La propuesta de José Morales como próximo Fiscal Nacional ha traslucido, una vez más, la pugna de intereses y componendas políticas cruzadas entre los tres poderes del Estado. Una tensión que no es nueva y que resultó muy evidente cuando se nombró anteriormente a Jorge Abbott.
Una nominación, la de Abbott, antecedida de reuniones del incumbente con ministros de la Suprema, distintos parlamentarios y una polémica cita en la casa del senador Girardi. Coincidentemente (y en paralelo), Sabas Chahuán, fiscal nacional de la época, declaraba públicamente tener evidencias para iniciar una persecución penal por financiamiento ilegal de la política, lo que sabemos, con Abbott quedó prácticamente en nada.
En ese escenario, la idea teóricamente virtuosa de una participación autónoma de los tres poderes del Estado en la designación de quien dirige la Fiscalía Nacional, se esfuma ante los ojos de una ciudadanía testigo de negociaciones y acomodos frente a los conflictos de interés que afectan al mundo político y su variado círculo de intereses.
Visto así, lo más probable es que un ciudadano de pie observe este “particular” proceso de elección de la máxima autoridad persecutora de delitos con total escepticismo, Más aún, en un contexto donde la seguridad y el combate a la violencia de distinta índole es lejos la principal preocupación de la ciudadanía.
De hecho, no es sorprendente que, en 20 años, la crisis de legitimidad del poder judicial se haya ido agravando. En 2002, el CEP realizó una encuesta que mostraba a los tribunales de justicia en el 9º lugar de confianza de las instituciones públicas con apenas un 19%. En diciembre de 2011, la misma encuesta evidenció que sólo un 17%de la ciudadanía confiaba en el Ministerio Público. En la edición más reciente, ambas instituciones comparten tan solo un 15% de confianza ocupando las posiciones 16 y 17 respectivamente entre las instituciones del Estado.

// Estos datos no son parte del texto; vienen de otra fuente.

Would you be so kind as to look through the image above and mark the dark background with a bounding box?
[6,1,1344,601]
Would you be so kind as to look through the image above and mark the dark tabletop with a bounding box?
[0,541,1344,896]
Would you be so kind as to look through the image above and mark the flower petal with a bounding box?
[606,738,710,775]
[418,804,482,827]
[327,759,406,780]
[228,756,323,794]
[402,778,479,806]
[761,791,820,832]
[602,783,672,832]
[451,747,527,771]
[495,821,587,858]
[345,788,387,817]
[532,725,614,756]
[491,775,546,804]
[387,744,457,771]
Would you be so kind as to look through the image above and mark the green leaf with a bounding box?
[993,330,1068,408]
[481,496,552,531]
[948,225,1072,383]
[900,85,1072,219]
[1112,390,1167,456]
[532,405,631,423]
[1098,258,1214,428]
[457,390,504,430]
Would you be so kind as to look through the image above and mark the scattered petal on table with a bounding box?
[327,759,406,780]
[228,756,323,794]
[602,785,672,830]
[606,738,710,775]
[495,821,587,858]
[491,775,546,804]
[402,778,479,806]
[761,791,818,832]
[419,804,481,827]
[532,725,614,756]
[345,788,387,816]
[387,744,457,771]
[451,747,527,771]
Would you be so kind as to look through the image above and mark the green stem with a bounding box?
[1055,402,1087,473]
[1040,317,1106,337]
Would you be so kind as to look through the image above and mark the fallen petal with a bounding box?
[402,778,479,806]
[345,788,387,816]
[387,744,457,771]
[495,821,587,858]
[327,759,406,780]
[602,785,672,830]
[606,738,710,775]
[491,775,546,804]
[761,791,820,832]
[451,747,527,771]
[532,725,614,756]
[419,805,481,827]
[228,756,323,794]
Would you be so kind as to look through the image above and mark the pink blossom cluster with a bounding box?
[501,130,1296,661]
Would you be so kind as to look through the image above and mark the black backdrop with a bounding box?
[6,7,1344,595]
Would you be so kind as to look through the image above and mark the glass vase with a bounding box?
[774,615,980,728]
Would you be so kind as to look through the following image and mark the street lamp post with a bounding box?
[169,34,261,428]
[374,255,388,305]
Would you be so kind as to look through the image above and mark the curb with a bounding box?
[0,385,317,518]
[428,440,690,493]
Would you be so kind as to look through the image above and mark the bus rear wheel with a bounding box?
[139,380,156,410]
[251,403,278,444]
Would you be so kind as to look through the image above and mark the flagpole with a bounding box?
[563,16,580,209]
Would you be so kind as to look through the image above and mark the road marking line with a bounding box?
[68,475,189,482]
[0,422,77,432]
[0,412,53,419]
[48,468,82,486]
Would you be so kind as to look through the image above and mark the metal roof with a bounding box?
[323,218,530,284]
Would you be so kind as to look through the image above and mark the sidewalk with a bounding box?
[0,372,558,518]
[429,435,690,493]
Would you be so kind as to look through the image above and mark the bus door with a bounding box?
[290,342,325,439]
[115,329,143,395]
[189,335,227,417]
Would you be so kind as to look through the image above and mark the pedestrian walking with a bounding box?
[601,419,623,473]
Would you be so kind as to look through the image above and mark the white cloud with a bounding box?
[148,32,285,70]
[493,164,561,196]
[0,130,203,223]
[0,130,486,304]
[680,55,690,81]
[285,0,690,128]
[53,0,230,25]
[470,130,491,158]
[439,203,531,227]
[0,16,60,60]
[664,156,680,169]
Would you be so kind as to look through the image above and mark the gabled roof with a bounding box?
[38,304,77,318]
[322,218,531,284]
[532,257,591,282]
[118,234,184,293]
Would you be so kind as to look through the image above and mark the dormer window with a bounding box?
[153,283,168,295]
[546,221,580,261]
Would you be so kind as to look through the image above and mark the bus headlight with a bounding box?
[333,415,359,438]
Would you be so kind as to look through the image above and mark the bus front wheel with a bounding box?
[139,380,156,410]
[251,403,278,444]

Una desconfianza que tiene una traducción conductual concreta y palpable. En la última versión de la Encuesta Nacional Urbana de Seguridad Pública, sólo 1 de cada 3 hogares víctimas de la delincuencia señaló haber denunciado el delito a la fiscalía. “Cuando las personas piensan que la institución no va a servir para nada, dejan de denunciar, porque el esfuerzo se transforma en algo más costoso que el beneficio que sienten que pueden tener” dijo hace unos meses Daniel Johnson, director ejecutivo de Paz Ciudadana.
Cuando las dinámicas vinculadas al nombramiento de autoridades públicas se perciben turbias, manejadas e inaccesibles al escrutinio público, la desconfianza social se profundiza en distintas capas tectónicas y con sismos recurrentes que no se ven a simple vista.
Lo más evidente es la crisis de legitimidad institucional que se viene arrastrando y no logra recuperarse. Más bien, sigue hundiendo a la justicia. La ciudadanía, pese a expresar los niveles más altos de inseguridad desde que se mide hace 22 años, deja de denunciar, quedando frustrada y enrabiada con un Estado que juzga negligente o francamente incompetente para administrar justicia.
Menos evidente es la deriva autoritaria que emerge en una sociedad que descree en la justicia o siente que esta se le deniega. Una reciente encuesta de Criteria muestra que más de la mitad de la población (56%) dice estar de acuerdo con la idea de “apoyar a un gobierno que intervenga profundamente los tribunales de justicia a cambio de mayor seguridad”.
Es que cuando el clima de inseguridad escala a los niveles actuales, y las causas denunciadas generalmente terminan archivadas sin encontrar a los victimarios, se naturaliza el desprecio y la distancia de la sociedad con las instituciones encargadas de hacer justicia. Pero cuando además se las percibe más orientadas a cuidar los intereses de los poderosos que los de las personas de a pie, el terreno queda abonado a las pulsiones y demandas autoritarias de todo tipo.
Es de esperar que si el Senado ratifica la elección de fiscal hecha por el Presidente Boric, José Morales asuma humildemente que sus mandantes son los ciudadanos y ciudadanas de este país, no quienes lo nombraron y ratificaron considerando que era quien mejor equilibraba sus intereses.